Я намерен включить в свой рассказ короткую беседу между мной и Каролиной за несколько недель до трагедии. Мы говорили об Эльзе Грир.
Каролина, как я вам уже сообщал, знала о моей любви к ней и могла быть со мной откровенной. И все же ее замечание о том, что Эмис сильно увлекся молодой девушкой, явилось для меня неожиданностью.
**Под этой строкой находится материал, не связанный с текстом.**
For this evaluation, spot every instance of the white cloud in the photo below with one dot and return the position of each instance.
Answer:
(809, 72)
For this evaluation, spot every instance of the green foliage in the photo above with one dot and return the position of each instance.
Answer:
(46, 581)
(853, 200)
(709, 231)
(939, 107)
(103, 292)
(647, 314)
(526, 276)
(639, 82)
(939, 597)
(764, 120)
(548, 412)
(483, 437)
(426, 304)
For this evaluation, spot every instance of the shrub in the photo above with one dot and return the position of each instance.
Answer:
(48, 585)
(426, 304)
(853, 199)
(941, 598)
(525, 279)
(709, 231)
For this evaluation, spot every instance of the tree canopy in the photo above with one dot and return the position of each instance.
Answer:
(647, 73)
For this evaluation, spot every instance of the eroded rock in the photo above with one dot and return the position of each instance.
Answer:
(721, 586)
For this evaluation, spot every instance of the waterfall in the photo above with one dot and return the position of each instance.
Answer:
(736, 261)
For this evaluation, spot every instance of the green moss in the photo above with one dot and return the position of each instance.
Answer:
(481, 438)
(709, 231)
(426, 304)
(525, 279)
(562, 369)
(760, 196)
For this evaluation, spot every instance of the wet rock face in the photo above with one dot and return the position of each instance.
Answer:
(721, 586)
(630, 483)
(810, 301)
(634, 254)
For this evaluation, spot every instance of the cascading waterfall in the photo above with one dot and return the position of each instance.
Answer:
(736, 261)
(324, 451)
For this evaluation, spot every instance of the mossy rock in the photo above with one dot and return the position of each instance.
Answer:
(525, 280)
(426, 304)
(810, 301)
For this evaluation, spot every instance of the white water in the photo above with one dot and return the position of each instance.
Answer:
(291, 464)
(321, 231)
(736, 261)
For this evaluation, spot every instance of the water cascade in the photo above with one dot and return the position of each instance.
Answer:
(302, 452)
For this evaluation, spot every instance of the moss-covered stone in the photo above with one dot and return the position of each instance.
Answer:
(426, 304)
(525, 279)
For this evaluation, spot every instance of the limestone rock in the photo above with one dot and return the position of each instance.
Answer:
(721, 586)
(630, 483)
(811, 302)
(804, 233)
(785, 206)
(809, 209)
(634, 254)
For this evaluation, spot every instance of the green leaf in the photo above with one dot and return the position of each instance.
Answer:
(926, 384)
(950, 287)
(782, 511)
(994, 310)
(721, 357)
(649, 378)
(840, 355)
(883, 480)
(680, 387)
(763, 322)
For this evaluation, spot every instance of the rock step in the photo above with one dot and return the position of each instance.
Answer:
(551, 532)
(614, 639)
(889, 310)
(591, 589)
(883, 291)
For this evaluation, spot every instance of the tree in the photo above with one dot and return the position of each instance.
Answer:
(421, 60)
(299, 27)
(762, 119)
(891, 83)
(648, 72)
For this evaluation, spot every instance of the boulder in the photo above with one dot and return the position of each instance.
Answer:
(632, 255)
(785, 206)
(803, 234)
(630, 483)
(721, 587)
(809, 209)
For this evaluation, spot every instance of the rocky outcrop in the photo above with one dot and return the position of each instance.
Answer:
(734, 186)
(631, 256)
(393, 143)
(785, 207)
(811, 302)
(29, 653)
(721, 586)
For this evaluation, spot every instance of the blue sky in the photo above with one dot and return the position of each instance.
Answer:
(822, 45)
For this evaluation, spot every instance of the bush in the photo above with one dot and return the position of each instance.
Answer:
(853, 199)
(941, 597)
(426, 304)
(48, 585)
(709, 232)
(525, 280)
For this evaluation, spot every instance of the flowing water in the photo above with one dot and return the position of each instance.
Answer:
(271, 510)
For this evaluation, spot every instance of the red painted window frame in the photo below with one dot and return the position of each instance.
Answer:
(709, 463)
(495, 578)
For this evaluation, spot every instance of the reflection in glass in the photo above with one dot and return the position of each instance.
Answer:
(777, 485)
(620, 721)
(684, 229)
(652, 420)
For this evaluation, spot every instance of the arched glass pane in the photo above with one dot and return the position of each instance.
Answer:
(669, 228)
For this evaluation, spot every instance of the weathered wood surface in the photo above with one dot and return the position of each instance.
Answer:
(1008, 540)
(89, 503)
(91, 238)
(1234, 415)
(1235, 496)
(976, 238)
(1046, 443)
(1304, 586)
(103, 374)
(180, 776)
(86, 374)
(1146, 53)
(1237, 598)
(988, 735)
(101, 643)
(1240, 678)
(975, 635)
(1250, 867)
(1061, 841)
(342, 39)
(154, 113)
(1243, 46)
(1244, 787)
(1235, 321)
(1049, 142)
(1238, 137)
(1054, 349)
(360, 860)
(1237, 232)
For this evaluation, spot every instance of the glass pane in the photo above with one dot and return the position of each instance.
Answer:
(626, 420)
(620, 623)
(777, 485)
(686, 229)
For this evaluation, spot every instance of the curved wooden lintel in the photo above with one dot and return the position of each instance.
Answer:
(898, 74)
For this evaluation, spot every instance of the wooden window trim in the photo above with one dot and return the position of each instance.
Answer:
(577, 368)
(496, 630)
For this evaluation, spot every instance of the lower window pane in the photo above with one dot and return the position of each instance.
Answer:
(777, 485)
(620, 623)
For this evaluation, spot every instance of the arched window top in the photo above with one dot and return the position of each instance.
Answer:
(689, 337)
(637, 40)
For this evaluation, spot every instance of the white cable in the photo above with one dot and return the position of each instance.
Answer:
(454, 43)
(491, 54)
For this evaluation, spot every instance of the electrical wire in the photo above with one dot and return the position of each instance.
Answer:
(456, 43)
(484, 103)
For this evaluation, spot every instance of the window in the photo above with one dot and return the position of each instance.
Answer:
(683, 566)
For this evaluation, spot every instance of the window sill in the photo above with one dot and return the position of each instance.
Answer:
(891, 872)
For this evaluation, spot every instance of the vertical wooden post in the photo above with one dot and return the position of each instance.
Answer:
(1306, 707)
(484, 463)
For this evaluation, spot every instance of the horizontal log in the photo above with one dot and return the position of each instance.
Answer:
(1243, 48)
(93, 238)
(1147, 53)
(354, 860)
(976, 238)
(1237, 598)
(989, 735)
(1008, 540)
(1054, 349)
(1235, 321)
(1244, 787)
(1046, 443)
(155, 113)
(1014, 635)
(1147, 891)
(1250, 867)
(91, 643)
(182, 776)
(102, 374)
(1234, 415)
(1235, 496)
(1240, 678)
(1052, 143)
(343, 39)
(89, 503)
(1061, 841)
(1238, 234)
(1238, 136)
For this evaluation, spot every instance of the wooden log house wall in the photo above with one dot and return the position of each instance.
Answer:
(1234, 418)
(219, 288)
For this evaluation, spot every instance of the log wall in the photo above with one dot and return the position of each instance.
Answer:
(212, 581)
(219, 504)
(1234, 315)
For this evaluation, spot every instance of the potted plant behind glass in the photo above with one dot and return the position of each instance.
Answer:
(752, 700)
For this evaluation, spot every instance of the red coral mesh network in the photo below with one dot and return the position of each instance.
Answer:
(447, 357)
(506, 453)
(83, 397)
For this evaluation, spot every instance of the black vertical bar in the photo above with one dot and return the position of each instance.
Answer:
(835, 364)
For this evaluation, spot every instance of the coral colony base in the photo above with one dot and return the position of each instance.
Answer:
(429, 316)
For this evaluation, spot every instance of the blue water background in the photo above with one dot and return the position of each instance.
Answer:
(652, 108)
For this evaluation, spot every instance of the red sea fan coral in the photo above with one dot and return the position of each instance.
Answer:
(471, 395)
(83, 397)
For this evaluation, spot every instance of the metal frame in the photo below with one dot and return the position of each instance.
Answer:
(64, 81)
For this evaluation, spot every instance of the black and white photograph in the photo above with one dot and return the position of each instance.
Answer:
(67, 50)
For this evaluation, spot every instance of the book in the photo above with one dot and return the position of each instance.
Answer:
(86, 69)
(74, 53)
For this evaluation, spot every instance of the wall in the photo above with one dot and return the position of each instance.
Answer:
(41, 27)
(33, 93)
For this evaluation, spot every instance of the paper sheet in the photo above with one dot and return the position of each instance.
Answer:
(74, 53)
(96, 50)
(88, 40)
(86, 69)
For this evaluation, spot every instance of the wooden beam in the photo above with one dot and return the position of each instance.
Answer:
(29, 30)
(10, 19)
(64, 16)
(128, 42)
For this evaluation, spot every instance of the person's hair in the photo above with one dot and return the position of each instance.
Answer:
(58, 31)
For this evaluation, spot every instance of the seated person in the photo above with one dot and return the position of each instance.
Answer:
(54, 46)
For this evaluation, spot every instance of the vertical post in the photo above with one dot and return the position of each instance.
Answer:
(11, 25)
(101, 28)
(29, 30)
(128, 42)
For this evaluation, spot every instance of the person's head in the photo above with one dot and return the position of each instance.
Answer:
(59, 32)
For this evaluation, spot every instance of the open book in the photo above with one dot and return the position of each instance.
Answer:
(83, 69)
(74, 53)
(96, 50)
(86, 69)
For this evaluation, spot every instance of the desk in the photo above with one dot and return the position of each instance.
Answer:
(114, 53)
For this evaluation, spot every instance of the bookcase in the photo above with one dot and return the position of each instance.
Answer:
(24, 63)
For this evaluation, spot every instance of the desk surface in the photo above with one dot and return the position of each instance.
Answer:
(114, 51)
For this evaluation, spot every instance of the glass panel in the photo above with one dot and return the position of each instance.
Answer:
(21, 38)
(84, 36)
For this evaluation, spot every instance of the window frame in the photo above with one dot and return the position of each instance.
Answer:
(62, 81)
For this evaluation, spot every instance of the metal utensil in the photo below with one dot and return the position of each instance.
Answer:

— Он увлекся не ею, — возразил я, — а работой над ее портретом. Вы же знаете Эмиса.
Она покачала головой.
— Нет, он в нее влюблен.
— Надо признать, что она исключительно привлекательная девушка, — сказал я. — И мы с вами знаем, как восприимчив Эмис к красоте. Но мы знаем также, что Эмис любит только одного человека: вас. У него бывают увлечения, но недолгие, и они не влияют на его чувства к вам.
— Да, но на этот раз мне страшно, Мерри, — сказала она. — Девушка очень молода и принимает все всерьез. Я боюсь.
— То, что она молода, — сказал я, — и то, что она принимает жизнь всерьез, как вы говорите, как раз и явится для нее защитой. Ведь Эмис не очень церемонится с женщинами; с молоденькой девушкой все будет иначе.
— Именно этого я и боюсь, — сказала она. — Боюсь, что все будет иначе. — Она невесело засмеялась. — Должно быть, я очень примитивна, Мерри, но мне хочется попросту выгнать ее метлой.
Я стал ее успокаивать, говорил, что девочка просто восхищается талантом Эмиса и никакого романа между ними нет. Каролина сказала тихо:
— Какой вы славный, Мерри, — и стала говорить что-то про свой сад.
Вскоре Эльза уехала в Лондон. Эмис также отсутствовал несколько недель, и я забыл о своем разговоре с Каролиной. И вдруг я узнаю, что Эльза снова приехала в Олдербери и Эмис торопится закончить ее портрет. Сначала это известие сильно меня встревожило, но так как Каролина казалась спокойной, то я решил, что все уладилось. Поэтому не удивительно, что я был поражен, когда узнал о предполагаемых переменах в Олдербери.
Мой разговор с Эмисом и Эльзой я передал вам раньше. Поговорить с Каролиной мне не удалось — мы только обменялись несколькими словами, о которых я вам также сообщил. Как сейчас, вижу ее милое лицо, ее большие темные глаза. Как сейчас, слышу глубокую печаль в ее голосе, когда она сказала: «Все кончено». Это была правда: жизнь без Эмиса не имела для нее никакой цены. И вот как раз тогда она и взяла у меня кониин.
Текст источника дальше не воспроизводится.